Kapitel 7
Epilog

2 Unternehmen | 12 Aufträge | 1 Familie

Dreieinhalb Jahre später setzte mich ein Lufttaxi vor meinem Haus ab. Ich bezahlte das Taxi, indem ich meine Paycard gegen die markierte Stelle an der Trennscheibe zum Fahrersitz hielt. Der Taxifahrer lud mein Gepäck aus und stellte es vor die Stufen, die zum Hauseingang führten. Er bedankte sich, startete und flog dann in Richtung Süden davon.

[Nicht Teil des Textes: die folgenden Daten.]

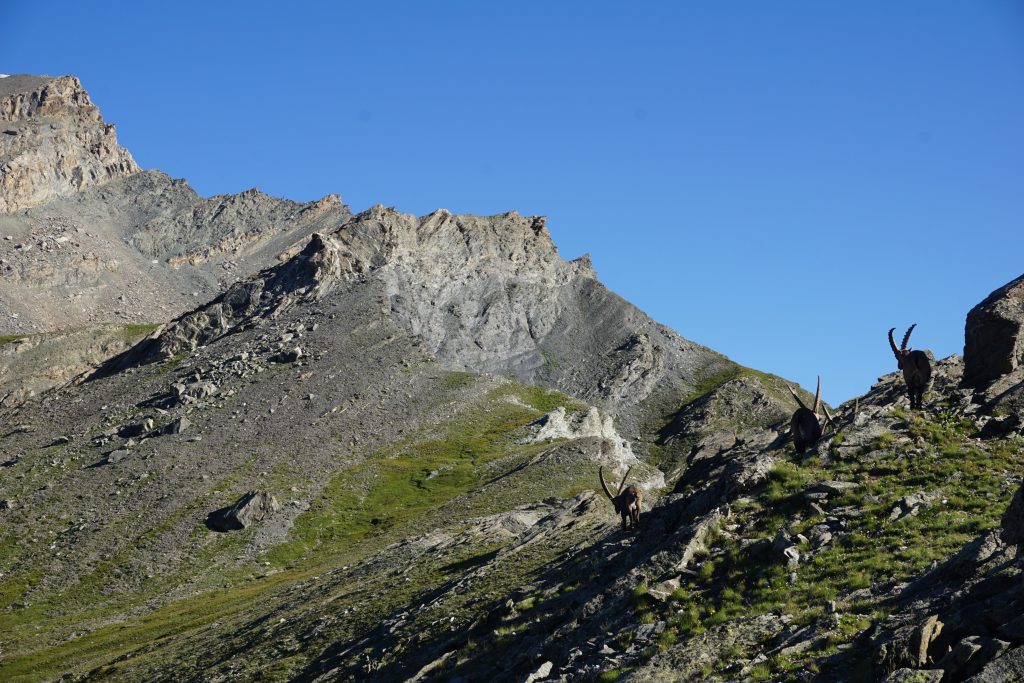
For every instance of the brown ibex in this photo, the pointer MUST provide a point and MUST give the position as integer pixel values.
(915, 366)
(804, 425)
(627, 501)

Ich nahm mein Gepäck, stieg die Stufen zum Eingang herauf und verband das Elektronengehirn mit den Haussystemen.

Authentifizierung erfolgt

Sofort öffnete sich auch automatisch die Haustür. In Situationen wie dieser genoss ich es einfach, ein Hybrid zu sein. Ich stellte das Gepäck im Hausflur ab und ließ mir Marijkes Position geben.

Marijke befindet sich auf der seeseitigen Terrasse.

Seit etwa einem Jahr wohnten wir nun in diesem direkt an einem großen See gelegenen Haus. Eigentlich waren es zwei Doppelhaushälften, wobei die eine Hälfte der Privatbereich und die andere Hälfte Werkstatt und Büroräume waren. Wir waren nämlich jetzt wie geplant in den einige Jahre nach Kriegsende immer stärker auflebenden Freizeitmarkt eingestiegen und bauten oder restaurierten Schiffe. Diese waren natürlich keine Raumschiffe (wobei ich mir diese Option immer noch offen hielt), sondern Schiffe, die sich auf einem Gewässer bewegen konnten. Genauer gesagt, handelte es sich um Freizeitsegelboote und -schiffe. Wir waren der einhelligen Meinung, dass der jetzt schon spürbar anziehende Markt eines Retro-Schiffbaus noch weitere Steigungen erfahren würde, wenn die Bevölkerung nach der Erholung der Wirtschaft auch wieder zu Wohlstand gekommen war. Es war nämlich eine Tendenz zur Einfachheit zu erkennen, sozusagen ein Retro-Trend. Das hieß nichts anderes, als dass viele Leute in dieser übertechnisierten Gesellschaft wieder etwas zurückschalten und etwas nur mit ihrer eigenen Muskelkraft machen wollten. Klassischer Segelschiffbau mit leichten modernen Adaptionen passte nahezu perfekt in diesem Markt. Und was noch besser passte, war die Tatsache, dass mit Marijke eine ausgewiesene Expertin auf diesem Gebiet vorhanden war. Das Geschäft lief mittlerweile für unser neu gegründetes Unternehmen namens ReYacht, Inc. mehr als gut, so dass wir uns dieses große Haus leisten konnten. Die Firma hatte seit Kurzem auch zwei Niederlassungen auf anderen Planeten mit großen Wasseranteilen gründen können.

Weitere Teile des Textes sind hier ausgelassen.